Kristin Ziegler
Centre Hall, PA
spacepastepress.com
Hot Pants
2024
Denim
12″ x 8.5″ x 2.5″
Artist Statement
In recent years I’ve been looking more critically at the components that make up my work and making a shift towards material reuse, thrift, and adopting art practices that are accessible to others. When an exhibit themed Blue surfaced, I pulled out three pairs of vintage painted and inked denim that I’ve been holding onto for twenty-five years. They are covered in imagery that spoke to me as a younger human. I wore them often, every patch and mend a symbol of sartorial defiance. I also scrounged thrift stores, made, or embellished my own clothes, and wore much of what I had until it was threadbare. Then it was punk; now these practices are part of the slow fashion movement and the adornment is called visible mending.
I cut and reorganized my once beloved denim into the cover and pages of Hot Pants. There were unexpected emotions as I mended holes, embroidered around existing images and remembered my teenage self. Hot Pants embodies both the techniques and aesthetics of visible mending, as well as the frayed temperament of adolescence.

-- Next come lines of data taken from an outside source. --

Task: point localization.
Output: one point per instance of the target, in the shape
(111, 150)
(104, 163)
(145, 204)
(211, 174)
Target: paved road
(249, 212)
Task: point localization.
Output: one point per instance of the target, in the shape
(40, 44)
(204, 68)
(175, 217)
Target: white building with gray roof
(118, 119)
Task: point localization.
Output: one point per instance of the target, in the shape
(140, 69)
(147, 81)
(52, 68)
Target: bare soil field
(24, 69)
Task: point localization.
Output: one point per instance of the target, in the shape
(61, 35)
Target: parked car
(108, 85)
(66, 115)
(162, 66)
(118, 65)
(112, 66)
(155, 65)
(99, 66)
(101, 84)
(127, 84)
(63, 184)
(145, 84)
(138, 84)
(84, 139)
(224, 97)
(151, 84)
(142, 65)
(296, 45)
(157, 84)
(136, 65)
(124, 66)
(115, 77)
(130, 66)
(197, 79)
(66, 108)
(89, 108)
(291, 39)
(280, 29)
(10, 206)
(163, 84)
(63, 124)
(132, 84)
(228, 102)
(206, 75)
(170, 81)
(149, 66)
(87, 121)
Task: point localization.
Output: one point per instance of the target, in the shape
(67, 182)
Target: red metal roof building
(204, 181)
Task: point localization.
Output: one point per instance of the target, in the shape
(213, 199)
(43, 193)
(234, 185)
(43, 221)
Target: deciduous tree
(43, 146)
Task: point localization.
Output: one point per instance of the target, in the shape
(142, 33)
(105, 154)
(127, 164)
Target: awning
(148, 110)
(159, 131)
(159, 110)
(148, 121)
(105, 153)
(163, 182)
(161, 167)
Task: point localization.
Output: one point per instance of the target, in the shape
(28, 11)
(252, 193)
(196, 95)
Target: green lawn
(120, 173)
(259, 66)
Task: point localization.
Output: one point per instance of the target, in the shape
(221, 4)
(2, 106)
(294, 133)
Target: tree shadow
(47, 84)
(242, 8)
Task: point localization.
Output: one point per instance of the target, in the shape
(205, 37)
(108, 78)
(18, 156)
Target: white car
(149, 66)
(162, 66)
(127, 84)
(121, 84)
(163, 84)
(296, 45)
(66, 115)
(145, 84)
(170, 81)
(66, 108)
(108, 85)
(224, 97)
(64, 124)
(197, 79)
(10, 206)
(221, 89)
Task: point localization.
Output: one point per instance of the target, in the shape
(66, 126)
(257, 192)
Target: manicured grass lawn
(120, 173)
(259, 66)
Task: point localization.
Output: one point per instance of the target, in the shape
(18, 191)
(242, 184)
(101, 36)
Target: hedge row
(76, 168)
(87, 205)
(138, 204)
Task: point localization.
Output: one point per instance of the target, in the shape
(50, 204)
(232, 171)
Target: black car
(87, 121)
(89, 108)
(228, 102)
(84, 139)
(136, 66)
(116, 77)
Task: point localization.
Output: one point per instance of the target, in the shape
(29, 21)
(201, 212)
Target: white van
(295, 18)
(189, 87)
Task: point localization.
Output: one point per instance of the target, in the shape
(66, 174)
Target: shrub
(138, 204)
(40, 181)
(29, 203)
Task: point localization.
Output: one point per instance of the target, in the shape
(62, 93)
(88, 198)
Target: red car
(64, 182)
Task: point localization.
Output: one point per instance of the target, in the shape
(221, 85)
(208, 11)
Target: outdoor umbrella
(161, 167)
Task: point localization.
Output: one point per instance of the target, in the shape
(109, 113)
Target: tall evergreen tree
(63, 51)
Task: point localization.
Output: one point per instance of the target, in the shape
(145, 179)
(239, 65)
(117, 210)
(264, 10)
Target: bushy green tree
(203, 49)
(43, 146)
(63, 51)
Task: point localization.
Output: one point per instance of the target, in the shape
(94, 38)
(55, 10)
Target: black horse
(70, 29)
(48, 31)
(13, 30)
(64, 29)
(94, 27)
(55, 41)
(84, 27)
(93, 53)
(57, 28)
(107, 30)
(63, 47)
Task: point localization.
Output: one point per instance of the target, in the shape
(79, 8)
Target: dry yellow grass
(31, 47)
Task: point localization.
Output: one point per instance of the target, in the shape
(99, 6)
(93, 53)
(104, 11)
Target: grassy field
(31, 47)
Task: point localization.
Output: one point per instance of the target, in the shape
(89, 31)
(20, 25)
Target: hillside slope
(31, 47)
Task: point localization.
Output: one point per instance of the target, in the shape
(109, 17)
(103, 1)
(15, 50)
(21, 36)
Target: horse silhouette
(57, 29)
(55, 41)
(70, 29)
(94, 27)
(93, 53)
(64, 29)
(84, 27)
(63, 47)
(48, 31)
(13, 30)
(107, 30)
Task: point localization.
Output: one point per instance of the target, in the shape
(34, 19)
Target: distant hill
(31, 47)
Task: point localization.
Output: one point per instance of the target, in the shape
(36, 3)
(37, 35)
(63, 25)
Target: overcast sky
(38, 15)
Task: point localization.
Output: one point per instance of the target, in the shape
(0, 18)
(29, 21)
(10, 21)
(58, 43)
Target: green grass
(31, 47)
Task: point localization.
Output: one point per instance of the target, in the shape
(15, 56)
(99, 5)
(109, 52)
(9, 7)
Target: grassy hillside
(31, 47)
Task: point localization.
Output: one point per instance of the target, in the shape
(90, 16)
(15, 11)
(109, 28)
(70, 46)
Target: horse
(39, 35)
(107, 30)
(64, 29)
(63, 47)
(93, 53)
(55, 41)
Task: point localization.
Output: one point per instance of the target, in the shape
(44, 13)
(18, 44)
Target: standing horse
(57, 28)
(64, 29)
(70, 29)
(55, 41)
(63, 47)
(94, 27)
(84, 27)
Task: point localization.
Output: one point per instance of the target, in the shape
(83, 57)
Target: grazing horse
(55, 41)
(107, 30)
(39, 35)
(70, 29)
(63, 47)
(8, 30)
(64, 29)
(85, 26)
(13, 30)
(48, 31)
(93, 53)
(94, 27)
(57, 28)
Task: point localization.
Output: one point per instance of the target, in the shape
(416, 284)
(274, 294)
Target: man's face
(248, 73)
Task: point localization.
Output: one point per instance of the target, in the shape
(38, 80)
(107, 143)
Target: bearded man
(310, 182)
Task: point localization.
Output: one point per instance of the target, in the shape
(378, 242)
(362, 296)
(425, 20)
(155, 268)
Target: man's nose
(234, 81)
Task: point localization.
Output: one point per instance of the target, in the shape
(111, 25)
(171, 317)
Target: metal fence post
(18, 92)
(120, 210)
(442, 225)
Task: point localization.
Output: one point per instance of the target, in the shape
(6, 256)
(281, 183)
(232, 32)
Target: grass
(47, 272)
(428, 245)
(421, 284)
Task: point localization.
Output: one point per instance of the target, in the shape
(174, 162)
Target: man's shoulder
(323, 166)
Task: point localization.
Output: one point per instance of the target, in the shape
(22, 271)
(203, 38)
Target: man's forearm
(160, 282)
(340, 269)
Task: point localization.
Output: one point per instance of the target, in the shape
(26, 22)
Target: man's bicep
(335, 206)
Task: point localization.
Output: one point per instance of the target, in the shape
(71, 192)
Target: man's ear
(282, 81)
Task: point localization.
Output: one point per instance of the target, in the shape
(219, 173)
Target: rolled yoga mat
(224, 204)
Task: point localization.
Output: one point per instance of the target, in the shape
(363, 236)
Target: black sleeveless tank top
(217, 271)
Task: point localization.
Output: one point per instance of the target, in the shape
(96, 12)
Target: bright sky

I am not what I wear, yet my wardrobe plays a part in my identity, socioeconomic status, consumer choices, and values. In choosing to mend my clothes I acknowledge the process that goes into a garment’s manufacture. In the case of Hot Pants, a cotton seed eventually became a pair of jeans, and human hands and hearts were involved in every step to get there. Twenty-five years later I’m finding that mending and making still quietly weaves the threads of defiance, hope, and change.